A este propósito, ¿cómo no recordar que la familia tiene hoy urgente necesidad de
que se la proteja mejor, puesto que está fuertemente amenazada en las raíces
mismas de su institución? Pienso también en los jóvenes que difícilmente logran
encontrar una actividad laboral digna que les permita formar una familia. A ellos
quiero decirles: No os desaniméis, queridos amigos; la Iglesia no os abandona. Sé
que veinticinco jóvenes de vuestra diócesis participaron en la pasada Jornada
mundial de la juventud en Sydney : atesorando esa extraordinaria experiencia
espiritual, sed levadura evangélica entre vuestros amigos y coetáneos; con la
fuerza del Espíritu Santo, sed los nuevos misioneros en esta tierra de san Benito.

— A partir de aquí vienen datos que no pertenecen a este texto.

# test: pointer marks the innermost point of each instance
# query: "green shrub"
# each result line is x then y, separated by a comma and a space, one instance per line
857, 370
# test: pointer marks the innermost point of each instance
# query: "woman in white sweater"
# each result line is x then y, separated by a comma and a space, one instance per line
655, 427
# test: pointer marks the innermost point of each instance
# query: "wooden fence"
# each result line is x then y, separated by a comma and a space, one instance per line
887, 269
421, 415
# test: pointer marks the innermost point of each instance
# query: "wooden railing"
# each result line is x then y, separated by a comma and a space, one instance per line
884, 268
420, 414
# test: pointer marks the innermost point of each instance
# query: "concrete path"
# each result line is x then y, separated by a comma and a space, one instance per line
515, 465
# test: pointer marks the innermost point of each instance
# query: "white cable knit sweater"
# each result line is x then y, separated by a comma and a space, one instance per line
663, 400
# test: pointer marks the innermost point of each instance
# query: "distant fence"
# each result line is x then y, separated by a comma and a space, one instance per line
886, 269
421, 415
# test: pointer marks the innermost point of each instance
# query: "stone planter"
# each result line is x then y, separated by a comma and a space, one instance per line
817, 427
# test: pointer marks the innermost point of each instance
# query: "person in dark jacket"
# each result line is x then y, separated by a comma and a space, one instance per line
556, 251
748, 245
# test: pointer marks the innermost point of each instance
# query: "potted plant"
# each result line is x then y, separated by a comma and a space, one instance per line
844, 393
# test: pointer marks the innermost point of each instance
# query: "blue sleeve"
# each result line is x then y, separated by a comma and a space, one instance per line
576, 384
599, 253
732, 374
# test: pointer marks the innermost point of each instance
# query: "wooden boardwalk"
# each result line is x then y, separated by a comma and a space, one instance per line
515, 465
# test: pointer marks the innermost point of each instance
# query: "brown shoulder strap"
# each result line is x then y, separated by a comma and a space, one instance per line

Por último, también forma parte de vuestra tradición la atención al mundo de la
cultura y de la educación. El célebre archivo y la biblioteca de Montecassino recogen
innumerables testimonios del compromiso de hombres y mujeres que han meditado
y buscado cómo mejorar la vida espiritual y material del hombre. En vuestra abadía
se palpa el "quaerere Deum" , es decir, el hecho de que la cultura europea ha sido la
búsqueda de Dios y la disponibilidad a escucharlo. Y esto vale también en nuestro
tiempo. Sé que estáis trabajando con este mismo espíritu en la Universidad y en las
escuelas, para que se conviertan en laboratorios de conocimiento, de investigación
y de celo por el futuro de las nuevas generaciones. Sé también que, al preparar mi
visita, habéis celebrado un congreso sobre el tema de la educación, para suscitar
en todos la firme determinación a transmitir a los jóvenes los valores irrenunciables
de nuestro patrimonio humano y cristiano.
En el actual esfuerzo cultural orientado a crear un nuevo humanismo, vosotros,
fieles a la tradición benedictina, con razón también queréis subrayar la atención al
hombre frágil, débil, a las personas discapacitadas y a los inmigrantes. Os
agradezco que me brindéis la posibilidad de inaugurar hoy la "Casa de la Caridad",
donde se construye con hechos concretos una cultura atenta a la vida.
Queridos hermanos y hermanas, no es difícil percibir que vuestra comunidad, esta
porción de Iglesia que vive en torno a Montecassino, es heredera y depositaria de la
misión, impregnada del espíritu de san Benito, de proclamar que en nuestra vida
nadie ni nada debe quitar a Jesús el primer lugar; la misión de construir, en nombre
de Cristo, una nueva humanidad caracterizada por la acogida y la ayuda a los más
débiles.
Que os ayude y acompañe vuestro santo patriarca, con santa Escolástica, su
hermana; y que os protejan vuestros santos patronos y, sobre todo, María, Madre
de la Iglesia y Estrella de nuestra esperanza. Amén.